Quella no. Di quella aveva veramente paura. Si era convinto che anche sua madre - mia nonna - ne fosse morta. E anche lei prematuramente. 
Lui stava già cominciando a morire. Ma nessuno di noi s’è accorto ch’era gravemente ammalato. 
Neanche il dottore incapace al quale si era rivolto fiducioso - voleva curarlo col Ranidil?! - che per vedergli dentro lo stomaco gli ha cacciato dieci volte un tubo nero in gola. 
Solo lui presagiva la fine del viaggio. 
Ricordo - chi potrà mai dimenticarlo - l’ultimo sguardo rivolto dalla strada, verso casa, in alto, prima di salire in macchina, il giorno che partì per il S. Eugenio. 
Era avvilito, sapeva che non sarebbe più tornato. 
Era una luminosa mattina di giugno, ma una notte buia gli era già calata addosso. 
La sua fine improvvisa a tutti è sembrata una beffa. 
Proprio l’organo che permette agli uomini di sopravvivere, dentro di lui si è rifiutato di funzionare ancora. Come impazzito, l’ha ucciso. 
Quel male è ferocemente subdolo. Ti attacca da dentro, silenzioso e invisibile. Ti consuma inesorabile, mentre continui a fare tutto normalmente. 
Spesso non ti accorgi d’averlo se non quando è troppo tardi. 
Allora ho capito veramente come siano fragili gli uomini, anche quelli che sembrano forti. Come siamo fragili. 

Reclamando dall’uomo distratto che stava di guardia il permesso d’entrare da solo nella stanza fredda, ho voluto salutare mio padre per l’ultima volta. 
Siamo stati insieme per lunghi minuti, ma entrambi eravamo soli. 
Lui impietrito, avvolto in lenzuolo bianco; io senza parole, raccolto in una preghiera muta, il viso segnato dalle ultime lacrime che avevo da versare. 
Ma, come per un miracolo, il suo volto non era più sofferente. 
Papà sembrava guarito - restituito per sempre all’espressione serena di sempre. Quella che nelle eterne settimane precedenti avevo dimenticato. 
Ho avuto l’audacia di scoprire il suo corpo. Era nudo sotto il sudario. L’ho osservato per interminabili momenti. Ho letto, cucita nelle sue carni, una lunga inutile ferita - testimone della scienza impotente che s’arrende al mistero insopportabile della Vita e della Morte. 

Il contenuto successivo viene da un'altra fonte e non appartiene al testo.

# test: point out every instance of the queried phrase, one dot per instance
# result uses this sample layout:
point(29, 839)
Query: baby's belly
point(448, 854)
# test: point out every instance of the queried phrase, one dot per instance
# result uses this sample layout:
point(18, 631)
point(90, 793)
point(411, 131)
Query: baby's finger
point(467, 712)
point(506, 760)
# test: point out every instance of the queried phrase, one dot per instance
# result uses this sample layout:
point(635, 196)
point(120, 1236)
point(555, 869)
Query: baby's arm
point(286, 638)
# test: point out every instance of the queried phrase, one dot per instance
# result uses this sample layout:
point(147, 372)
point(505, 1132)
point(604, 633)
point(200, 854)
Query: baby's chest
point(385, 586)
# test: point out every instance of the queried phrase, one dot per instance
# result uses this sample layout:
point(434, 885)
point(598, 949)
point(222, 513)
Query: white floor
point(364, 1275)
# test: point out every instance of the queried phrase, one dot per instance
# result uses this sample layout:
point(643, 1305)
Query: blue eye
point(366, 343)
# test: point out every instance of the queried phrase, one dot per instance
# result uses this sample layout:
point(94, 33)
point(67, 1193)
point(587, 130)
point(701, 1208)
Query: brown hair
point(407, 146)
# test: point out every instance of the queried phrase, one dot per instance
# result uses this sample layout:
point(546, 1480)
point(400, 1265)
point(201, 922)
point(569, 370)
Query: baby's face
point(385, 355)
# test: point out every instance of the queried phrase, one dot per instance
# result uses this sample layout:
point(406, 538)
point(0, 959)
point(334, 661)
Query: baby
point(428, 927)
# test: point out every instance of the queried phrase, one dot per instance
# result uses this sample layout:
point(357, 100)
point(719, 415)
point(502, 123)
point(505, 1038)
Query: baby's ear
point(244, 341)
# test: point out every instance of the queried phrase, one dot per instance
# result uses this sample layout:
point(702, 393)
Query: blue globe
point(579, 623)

E’ stata la prova più dura di tutta la mia vita. 
Sembra mostruoso, ma può essere lecito, scoprirsi a pregare perché una persona che ami non viva più, sofferente, ma si spenga al più presto. 

Oggi, quando mi capita d’entrare nella chiesa deserta percepisco ancora gli echi del necrologio commosso del suo collega più caro - interrotto dai frequenti singhiozzi degli altri. Uscendo, avverto lontano il crepitio sordo dell’ultimo applauso al passaggio della bara portata a spalla dai suoi amici più fedeli - mentre sulla piazza cala, come un velo pesante, immateriale e dolente, il fiacco rintocco della campana a martello dei morti.